(Originally posted on Crooked Timber.)
We all know there are lots of horror stories about trying to find work in academia. The smart money is on not even starting a PhD unless you are prepared to sell your soul on the job market. Just say no to those fancy scholarships. Unless, it seems, they’re from a good school in philosophy, where the numbers don’t exactly support the bad tidings.
Thanks to lobbying from various sources (prominent amongst them being Brian Leiter’s Philosophical Gourmet Report) we now have quite a bit of data about how philosophy PhDs do on the job market. And the news on the whole is fairly good, or at least much better than I had expected.
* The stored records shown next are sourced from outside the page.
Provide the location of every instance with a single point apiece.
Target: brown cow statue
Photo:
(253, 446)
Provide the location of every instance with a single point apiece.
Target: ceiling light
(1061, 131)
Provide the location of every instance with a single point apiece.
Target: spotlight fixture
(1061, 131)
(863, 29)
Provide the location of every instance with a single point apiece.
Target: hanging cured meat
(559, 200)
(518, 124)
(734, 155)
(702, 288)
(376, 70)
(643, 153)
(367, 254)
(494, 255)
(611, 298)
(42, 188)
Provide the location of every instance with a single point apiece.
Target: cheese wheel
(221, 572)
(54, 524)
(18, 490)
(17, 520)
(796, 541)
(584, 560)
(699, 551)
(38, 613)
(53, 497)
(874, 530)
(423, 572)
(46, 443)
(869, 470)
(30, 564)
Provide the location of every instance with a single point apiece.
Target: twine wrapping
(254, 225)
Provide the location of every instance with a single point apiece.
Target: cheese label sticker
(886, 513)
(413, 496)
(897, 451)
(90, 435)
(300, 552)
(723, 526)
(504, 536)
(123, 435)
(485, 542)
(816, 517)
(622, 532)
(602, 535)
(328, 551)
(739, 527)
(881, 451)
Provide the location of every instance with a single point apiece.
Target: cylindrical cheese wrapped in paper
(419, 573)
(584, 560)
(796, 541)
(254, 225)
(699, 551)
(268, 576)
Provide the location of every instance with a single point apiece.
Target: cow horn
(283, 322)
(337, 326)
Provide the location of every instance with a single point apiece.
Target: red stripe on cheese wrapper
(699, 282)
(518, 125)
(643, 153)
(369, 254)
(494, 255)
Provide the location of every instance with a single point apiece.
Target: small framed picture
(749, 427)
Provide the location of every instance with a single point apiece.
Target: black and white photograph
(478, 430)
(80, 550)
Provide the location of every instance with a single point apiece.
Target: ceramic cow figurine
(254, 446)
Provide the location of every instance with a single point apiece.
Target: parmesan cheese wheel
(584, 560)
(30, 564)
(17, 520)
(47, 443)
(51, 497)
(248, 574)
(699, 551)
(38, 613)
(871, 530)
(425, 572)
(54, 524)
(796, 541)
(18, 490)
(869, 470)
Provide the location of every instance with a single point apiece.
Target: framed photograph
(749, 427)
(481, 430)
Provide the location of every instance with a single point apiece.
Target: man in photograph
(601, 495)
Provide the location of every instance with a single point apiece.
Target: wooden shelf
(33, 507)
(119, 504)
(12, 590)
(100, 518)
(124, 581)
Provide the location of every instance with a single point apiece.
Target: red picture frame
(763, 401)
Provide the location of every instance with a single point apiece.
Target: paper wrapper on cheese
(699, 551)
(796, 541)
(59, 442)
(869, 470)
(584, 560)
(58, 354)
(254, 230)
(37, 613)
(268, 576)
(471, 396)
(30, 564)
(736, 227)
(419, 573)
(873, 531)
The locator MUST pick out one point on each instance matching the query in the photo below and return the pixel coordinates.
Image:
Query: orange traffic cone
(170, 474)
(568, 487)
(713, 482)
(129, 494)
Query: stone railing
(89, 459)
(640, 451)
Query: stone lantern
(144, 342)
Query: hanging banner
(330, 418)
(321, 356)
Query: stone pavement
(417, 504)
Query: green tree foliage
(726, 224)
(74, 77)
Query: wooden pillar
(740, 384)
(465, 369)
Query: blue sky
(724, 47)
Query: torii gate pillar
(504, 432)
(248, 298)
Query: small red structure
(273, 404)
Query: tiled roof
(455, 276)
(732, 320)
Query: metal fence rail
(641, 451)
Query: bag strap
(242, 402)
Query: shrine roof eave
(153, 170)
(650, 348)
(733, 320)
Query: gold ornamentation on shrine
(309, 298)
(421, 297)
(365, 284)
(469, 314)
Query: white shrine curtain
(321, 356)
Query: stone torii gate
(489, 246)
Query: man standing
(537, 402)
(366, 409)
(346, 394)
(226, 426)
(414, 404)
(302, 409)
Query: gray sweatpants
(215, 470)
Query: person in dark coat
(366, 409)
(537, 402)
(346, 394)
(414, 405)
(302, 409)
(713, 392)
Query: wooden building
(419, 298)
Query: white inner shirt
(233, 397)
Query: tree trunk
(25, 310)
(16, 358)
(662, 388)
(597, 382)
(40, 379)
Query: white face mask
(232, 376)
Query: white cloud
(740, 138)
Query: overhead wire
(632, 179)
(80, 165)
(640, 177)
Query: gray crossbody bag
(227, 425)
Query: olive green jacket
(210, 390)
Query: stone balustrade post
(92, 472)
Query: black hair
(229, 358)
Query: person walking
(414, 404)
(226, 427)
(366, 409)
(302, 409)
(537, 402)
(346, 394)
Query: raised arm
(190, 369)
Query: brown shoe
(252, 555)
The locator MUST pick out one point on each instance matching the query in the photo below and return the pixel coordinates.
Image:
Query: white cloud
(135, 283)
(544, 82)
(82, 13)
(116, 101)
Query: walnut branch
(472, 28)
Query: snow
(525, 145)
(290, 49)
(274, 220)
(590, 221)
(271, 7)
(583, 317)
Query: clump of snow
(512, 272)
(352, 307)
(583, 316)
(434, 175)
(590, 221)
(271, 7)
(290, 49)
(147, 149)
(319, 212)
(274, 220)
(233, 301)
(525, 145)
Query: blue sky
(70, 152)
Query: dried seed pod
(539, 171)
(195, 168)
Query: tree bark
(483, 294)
Here are the recent placement records of (most of) the top 15 U.S. philosophy departments.
Princeton: 48%, 81%
Rutgers: 36%, 85%
Pittsburgh: 40%, 84%
Stanford: 27%, 72%
Harvard: 63%, 96%
MIT: 33%, 77%
Arizona: 13%, 91%*
UCLA: 19%, 75%
UNC: 20%, 80%
Berkeley: 35%, 82%
Notre Dame: 11%, 80%
Texas: 4%, 60%
Note that the omissions are NYU, which hasn’t had a PhD program long enough to have a meaningful placement record, and Columbia, who either don’t want to share this information with us, or (more likely) have posted it somewhere too hard for an amateur sleuth like me to find.
So what are those numbers after the records. They are my rough estimations of, first, the percentage of grads that ended up in great jobs, and second, the percentage of grads that ended up in good jobs. The ‘great’ classification is fairly subjective, and I don’t think I really kept to a constant standard throughout. The ‘good’ classification is meant to be 3/3 load or better, tenure-track or tenured, plus the occasional 2-3 year research-oriented position at a good school (provided it is a first job). I count those as good jobs because people take them over 3/3 load tenure-track jobs. I don’t know the teaching load at every school in the country, and I probably counted too many jobs as good. Arizona had lots of grads at schools I hadn’t heard of – I counted most of them as good, but plenty might not be so good. The 91% is probably high – but it is still over 70%.
(This concession is not meant to mean I stand by all the other numbers. The margin of error on my calculations is probably +/- 20%. But I think they’re a fair approximate indication of what is happening.)
Overall, I’d say, those are pretty good numbers. The Texas percentages aren’t great, but Texas has a very big PhD program. In numerical terms they were placing as many people as most of their peers, just they had lots of non-placements (several apparently voluntary) as well. The top 14 schools had placement rates of 70% or better. It’d be suprising to even find an average student from one of those schools who didn’t have at least a decent job.
There are of course limits to one’s optimisim. Things get tougher for students not from a top 15 school. The data on these schools starts to get sketchier as well, perhaps not coincidentally. (For one thing schools suddenly stop listing how many of their grads didn’t get jobs, something all the schools listed do.) And obviously there are people even at the best departments who aren’t getting good jobs. And even good academic jobs occasionally leave something to be desired. It’s hard to tell from the publically available information whether some of these people have, say, never been offered a job within 10,000 miles of their home. That can be a little annoying, even if there are very good jobs offered 11,000 miles away. And of course many of these people don’t start in good jobs, even if they end up in them. (And some start in good jobs and don’t get tenure or leave for other reasons. But I don’t think it’s fair to chalk those up to a bad job market.)
So it’s not all a bed of roses. But the impression the information creates is that in philosophy at least, median to somewhat below median students at good to great departments will get pretty good jobs. And that’s a lot better both than the impression I have of most humanities disciplines, and that many people in philosophy have of the state of play within our discipline. I don’t know if there’s been any good cross-disciplinary studies done on this recently, but I would be surprised if philosophy isn’t one of the better humanities to be in from the point of view of finding work.